Liposoma clodronate liposomes

Liposoma’s clodronate liposomes are artificial spheres consisting of concentric phospholipid bilayers encapsulating an aqueous PBS (phosphate buffered saline) solution containing clodronate. They have been used for the suppression of macrophage activity in various models of autoimmune diseases, transplantation, neurological disorders and gene therapy.

Free clodronate will not easily pass phospholipid bilayers of liposomes and cell membranes but liposomes are eagerly swallowed by macrophages. It is generally implied that clodronate, once delivered into phagocytic cells using liposomes as vehicles, will not escape from the cell. After disruption of the phospholipid bilayers of the liposomes under the influence of the lysosomal phospholipases in the macrophage, the drug, which is dissolved in the aqueous compartments between the liposomal bilayers, is released into the cell.

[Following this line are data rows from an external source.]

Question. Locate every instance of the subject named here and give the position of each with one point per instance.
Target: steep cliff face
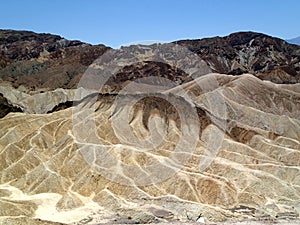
(264, 56)
(44, 60)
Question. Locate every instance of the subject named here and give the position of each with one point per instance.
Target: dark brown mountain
(44, 60)
(266, 57)
(50, 61)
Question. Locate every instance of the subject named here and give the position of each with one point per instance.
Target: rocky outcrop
(6, 107)
(161, 139)
(44, 60)
(46, 165)
(264, 56)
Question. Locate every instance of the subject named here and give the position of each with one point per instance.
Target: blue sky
(119, 22)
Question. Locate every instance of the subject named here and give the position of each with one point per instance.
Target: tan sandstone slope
(161, 159)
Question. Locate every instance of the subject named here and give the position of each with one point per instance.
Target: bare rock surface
(46, 172)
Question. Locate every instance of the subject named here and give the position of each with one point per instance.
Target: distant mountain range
(50, 61)
(295, 41)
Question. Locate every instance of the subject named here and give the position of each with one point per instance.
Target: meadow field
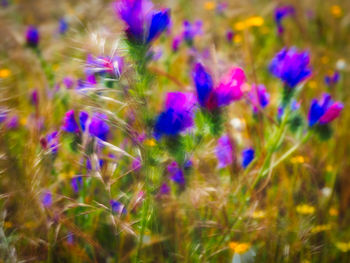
(175, 131)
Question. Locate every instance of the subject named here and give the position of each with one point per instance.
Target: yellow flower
(258, 214)
(5, 73)
(239, 26)
(333, 211)
(343, 246)
(250, 22)
(255, 21)
(23, 121)
(298, 159)
(320, 228)
(313, 84)
(305, 209)
(209, 5)
(336, 11)
(150, 142)
(237, 39)
(239, 248)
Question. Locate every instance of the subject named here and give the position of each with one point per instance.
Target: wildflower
(305, 209)
(34, 97)
(70, 124)
(281, 13)
(229, 35)
(332, 79)
(336, 11)
(76, 182)
(62, 26)
(98, 126)
(176, 174)
(52, 141)
(258, 97)
(136, 164)
(343, 246)
(32, 36)
(324, 111)
(164, 189)
(46, 199)
(258, 214)
(247, 157)
(177, 116)
(68, 82)
(239, 248)
(189, 32)
(12, 122)
(291, 66)
(224, 151)
(209, 5)
(117, 207)
(333, 211)
(144, 24)
(228, 89)
(5, 73)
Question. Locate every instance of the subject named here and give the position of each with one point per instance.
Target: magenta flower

The clodronate is accumulated intracellularly, and after exceeding a threshold concentration, the cell is irreversibly damaged and dies by apoptosis. It is removed from circulation by the renal system. The approach can only be successful when the liposomes are able to reach the macrophages which have to be eliminated.

Clodronate liposomes are supplied as a suspension consisting of clodronate, phosphatidylcholine and cholesterol. The concentration of clodronate in the suspension is 5 mg per 1 mL. The liposomes are suspended in sterile phosphate buffered saline (10 mM Na₂HPO₄, 10 mM NaH₂PO₄ and >140 mM NaCl).